JORDAN CAPILITAN, HIGH SCHOOL STUDENT: My problem is I don't know what to do or how to solve something or what's the -- what does it mean?
NINA FERNANDEZ, HIGH SCHOOL STUDENT: And there's a lot of different, like, concepts in chemistry, and it's hard for me to, like, apply them.
JORDAN CAPILITAN: I really don't want to be here right now, but I try to pay attention anyway.
SPENCER MICHELS: Grabbing kids' attention and keeping them interested are considered critical for maintaining America's technological lead. At San Lorenzo High near Oakland, California, a racially diverse school in a working-class neighborhood, the math department uses innovative techniques and carefully-chosen teachers to keep students enthused.
CARLOS CABANA, MATH TEACHER: We are part-way through our presentations, trying to review, and remember, and get solid on the concepts from first-semester calculus. So is your team ready?
SPENCER MICHELS: Carlos Cabana teaches math. An unusually high 20 to 30 percent of students in the school enroll in advanced placement calculus, which he and others teach.
CARLOS CABANA: Just because we have a challenging -- students that come from challenging environments, it doesn't mean that they're not smart. I have to find the neediest, most vulnerable kids in my class and reach out to them on a human-being-to-human-being basis.

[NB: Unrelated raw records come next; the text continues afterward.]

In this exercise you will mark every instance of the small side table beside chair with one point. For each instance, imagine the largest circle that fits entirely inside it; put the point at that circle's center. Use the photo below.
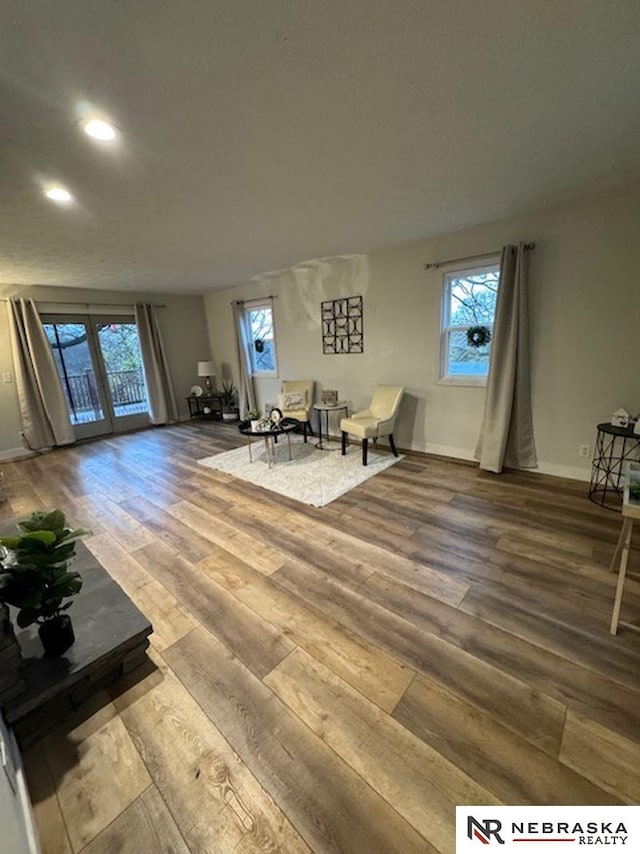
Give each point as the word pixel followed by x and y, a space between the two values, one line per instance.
pixel 375 422
pixel 328 408
pixel 630 513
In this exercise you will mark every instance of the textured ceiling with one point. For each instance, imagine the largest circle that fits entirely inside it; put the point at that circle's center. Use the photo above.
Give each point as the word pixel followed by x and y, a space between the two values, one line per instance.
pixel 257 133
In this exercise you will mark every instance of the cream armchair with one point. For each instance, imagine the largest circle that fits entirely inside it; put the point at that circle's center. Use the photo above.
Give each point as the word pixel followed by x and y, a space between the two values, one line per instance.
pixel 376 421
pixel 296 401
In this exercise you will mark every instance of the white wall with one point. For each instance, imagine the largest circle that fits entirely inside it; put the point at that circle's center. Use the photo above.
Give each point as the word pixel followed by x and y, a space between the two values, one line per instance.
pixel 183 329
pixel 585 317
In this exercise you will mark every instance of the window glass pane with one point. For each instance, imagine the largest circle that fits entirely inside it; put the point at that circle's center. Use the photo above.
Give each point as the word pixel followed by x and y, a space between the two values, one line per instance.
pixel 463 360
pixel 123 362
pixel 75 369
pixel 472 299
pixel 261 343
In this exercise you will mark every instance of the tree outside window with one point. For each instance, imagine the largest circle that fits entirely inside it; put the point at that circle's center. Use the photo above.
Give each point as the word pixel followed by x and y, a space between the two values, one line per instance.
pixel 261 339
pixel 470 298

JO BOALER, STANFORD UNIVERSITY: This isn't a typical inner-city math class.
SPENCER MICHELS: Stanford University Education Professor Jo Boaler has been observing and advising Cabana and his students.
JO BOALER: They're not communicating to some students that they're never going to make it. They tell everybody that they're going to be going to calculus. They encourage everybody.

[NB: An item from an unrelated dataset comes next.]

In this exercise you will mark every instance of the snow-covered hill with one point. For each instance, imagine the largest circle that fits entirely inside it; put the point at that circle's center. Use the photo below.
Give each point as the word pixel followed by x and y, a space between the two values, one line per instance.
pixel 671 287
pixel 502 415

SPENCER MICHELS: Cabana divides his class into groups of four, and each team prepares a calculus problem for the other teams to solve.
UNIDENTIFIED STUDENT: So he got so mad that he grabbed his bike and threw it straight up into the air. But he was so close to the edge that the bike came straight down and fell straight into the water. So he was so amazed by amazed by his strength that he know he had to find an equation.
SPENCER MICHELS: The math department philosophy is that, within the groups, the strong students help the others.
UNIDENTIFIED STUDENT: Highest point? Oh, so this is not -- this is the highest point, huh?
UNIDENTIFIED STUDENT: Yes, that's just the T. Now plug that into the original rule.
UNIDENTIFIED STUDENT: Oh...
UNIDENTIFIED STUDENT: No. But if you plug zero in to the derivative, it could give you the...
UNIDENTIFIED STUDENT: It gives you the time.
CARLOS CABANA: There's no way that I can get around to a class of 32 or sometimes 40 students and support kids individually, but if we set up a classroom culture where the name of the game is to provide mutual support for the sake of every kid's learning, then students feel welcome; they feel like they're not in there alone and that they're not necessarily dumb just because they have questions.
UNIDENTIFIED STUDENT: What's the maximum point?
UNIDENTIFIED STUDENT: Yes, but we set it up so you find the slope, and the slope is equal to zero.
SPENCER MICHELS: Stanford's Boaler says the innovative methods, like the small groups used at San Lorenzo, keep kids interested, whereas old-fashioned teaching techniques are a turnoff.
JO BOALER: The time when students are dropping out of mathematics is at high school. For many students, they're in those traditional classrooms where teachers do most of the talking. And they don't sort of find the opportunities to get really interested in mathematics, and they drop it.
SPENCER MICHELS: Captivating students through exciting teaching is also a priority for Lawrence Berkeley Lab's Steven Chu.
CHU: Science and math is sometimes taught as dogma, as, "These are the facts; learn them." But in fact, it's not. It's the exploration of the human mind.
So don't teach it like dogma; teach it like what it really is about. It's about understanding and realizing how the natural world works, and that there's this give and take between theories, experiments counter-theories. It's a very exciting thing.
SPENCER MICHELS: Chu's national committee has recommended to Congress a list of remedies, including recruiting 10,000 new science and math teachers a year by setting up scholarships, a move, the group says, that will educate millions of young minds.